The National Conservative Coalition that Regan really laid the ground work for at Gold water came into power in 1994 with Newt Gingrich and The Republican Revolution and they had the House and the Senate but then when George Bush came in as a Social Conservative also he brought in the idea of compassionate conservatism. So his critics on the right deride as Gritz called big government conservatism, which means we're going to use the government just like the Democrats did to push a conservative agenda. And that has actually caused some tension within the Republican Party that has some potential to cause the Party to change. Now again we're kind of at a turning point minor or major we won't know until history tells us in the Republican Party as to how much that coalition can keep itself together and the social conservative versus the more business orientated and libertarian aspects of the Republican Party.

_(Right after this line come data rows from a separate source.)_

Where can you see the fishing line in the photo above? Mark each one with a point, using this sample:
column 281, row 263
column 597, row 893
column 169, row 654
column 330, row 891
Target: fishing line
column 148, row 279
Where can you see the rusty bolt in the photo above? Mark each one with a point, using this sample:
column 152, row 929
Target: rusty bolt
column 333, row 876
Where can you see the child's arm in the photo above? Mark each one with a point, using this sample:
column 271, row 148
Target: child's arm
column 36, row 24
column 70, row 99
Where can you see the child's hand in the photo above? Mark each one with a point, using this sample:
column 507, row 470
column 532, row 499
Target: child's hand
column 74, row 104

And right now you see that different candidates for the Republican nomination kind of take on different aspects of the Republican Party but no one embodies it the same way that Ronald Regan did. And so the party is at kind of that turning point either that coalition is going to start to fracture and a new coalition is going to have form later on or we'll see if that coalition can continue to hold on.
Who votes for the Republican Party?
Obviously, one of it's biggest strengths, its strongest constituency are white evangelicals. Broadening that out a little bit, we find that the more religious you are, the more likely you are to vote Republican. The less you go to church, the less religious you are, the more likely you are to vote for Democrats. And so that religious coalition, be that Catholics, even Orthodox Jews, Evangelicals, they tend to vote more for the Republican Party, and that's been a large part of its coalition. Also, obviously southern whites, the South, and really kind of rural whites. Working class whites tend to be part of that coalition, even though they tend to be in unions, they also tend to vote for that social conservativism. And then with that, you've got the Libertarians, who have their own thing of more small government, and the Wall Street, or the business crowd. And obviously, some of those aspects are in tension with each other. But those tend to be the people who we can clearly identify with tending to vote for the Republican Party.
What are the strongest Republican states?
Obviously the South and the Midwest and kind of the Southwest to a certain extent, that's the big Republican block. Texas, Utah voted George Bush in 2004 like seventy something percent. And then the rest of the south is there too, Mississippi, all those places. And then as you start going North the support starts to wane. But also in the Midwest, Iowa, Kansas, Nebraska that whole sort of thing, that book came out, "What's The Matter With Kansas?" That's all about Kansas being such a staunch Republican state. So that would tend to be, kind of the middle of the country tends to be the Republican stronghold.